Practical Implications: The findings yield concrete recommendations for urban planning, sustainable transport, and eco-tourism strategy: Institutional–Technological Coordination: Shift towards government–industry–academia co-evolution models. Establish cross-jurisdictional mechanisms (e.g., tourism risk prevention, blockchain data systems) and develop integrated spatial strategies like cross-regional cultural corridors and tourism enclave economic zones, supported by fiscal incentives for core-periphery revenue sharing. Differentiated Resilience Strategies: Implement tailored approaches: (1) Industrial Hubs (e.g., Zhengzhou): Redirect capital towards eco-tourism and heritage digitization. (2) Tourism-Dependent Cities: Foster seasonal adjustment and wellness tourism partnerships. (3) Transportation Hubs: Integrate low-carbon transport and implement the “15-min tourism city” concept, ensuring scenic spot proximity to transit.

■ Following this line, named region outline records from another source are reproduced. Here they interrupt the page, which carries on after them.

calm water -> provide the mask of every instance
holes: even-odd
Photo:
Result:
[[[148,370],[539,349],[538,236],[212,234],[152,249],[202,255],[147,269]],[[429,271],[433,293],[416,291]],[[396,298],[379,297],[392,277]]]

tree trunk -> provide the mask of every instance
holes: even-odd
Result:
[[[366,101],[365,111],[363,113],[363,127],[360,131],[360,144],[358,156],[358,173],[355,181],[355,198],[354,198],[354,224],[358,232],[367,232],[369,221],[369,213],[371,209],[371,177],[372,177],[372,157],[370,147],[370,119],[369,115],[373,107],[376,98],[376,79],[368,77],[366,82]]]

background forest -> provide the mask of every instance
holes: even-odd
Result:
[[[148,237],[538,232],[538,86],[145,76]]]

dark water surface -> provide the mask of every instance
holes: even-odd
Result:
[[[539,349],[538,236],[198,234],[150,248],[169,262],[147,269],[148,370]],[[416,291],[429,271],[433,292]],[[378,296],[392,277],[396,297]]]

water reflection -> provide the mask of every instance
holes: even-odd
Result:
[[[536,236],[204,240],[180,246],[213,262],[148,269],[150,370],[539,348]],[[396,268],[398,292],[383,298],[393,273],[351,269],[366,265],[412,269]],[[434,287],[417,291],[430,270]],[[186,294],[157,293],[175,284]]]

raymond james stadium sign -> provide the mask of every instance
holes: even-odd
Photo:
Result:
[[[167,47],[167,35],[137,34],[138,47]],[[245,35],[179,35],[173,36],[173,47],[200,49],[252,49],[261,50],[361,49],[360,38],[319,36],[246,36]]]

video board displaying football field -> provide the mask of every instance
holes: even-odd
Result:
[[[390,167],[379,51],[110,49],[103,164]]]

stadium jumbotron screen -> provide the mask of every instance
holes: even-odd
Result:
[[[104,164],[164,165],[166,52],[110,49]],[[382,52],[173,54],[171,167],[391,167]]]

Digital-Era Governance: Develop a tripartite system: (1) Spatiotemporal early warning using machine learning (e.g., migration, booking data), (2) Policy impact simulators (multi-agent models), (3) Stakeholder co-creation platforms (e.g., blockchain for participatory budgeting). Green Finance and Compensation: Leverage Public–Private Partnerships (e.g., EU CEF model) for green infrastructure (e.g., rail electrification in lagging cities) and implement ecological taxes in industrial hubs to fund urban green corridors (e.g., greenways). Global South Adaptations: Promote context-sensitive solutions like boat transit networks in archipelagos or minibus electrification in African cities, balancing cost and emissions.
Future studies should integrate climate resilience indicators (e.g., coastal erosion metrics for Small Island Developing States—SIDS) to enhance the framework’s universality. Exploring dynamic feedback mechanisms, such as how eco-tourism revenue can fund transportation upgrades, is also critical. As cities worldwide confront overtourism and the imperative for low-carbon transitions, this study underscores the urgent need to reshape urban development pathways through a lens of fairness and multi-system coordination. The UTTES framework offers a valuable diagnostic and planning tool in this endeavor.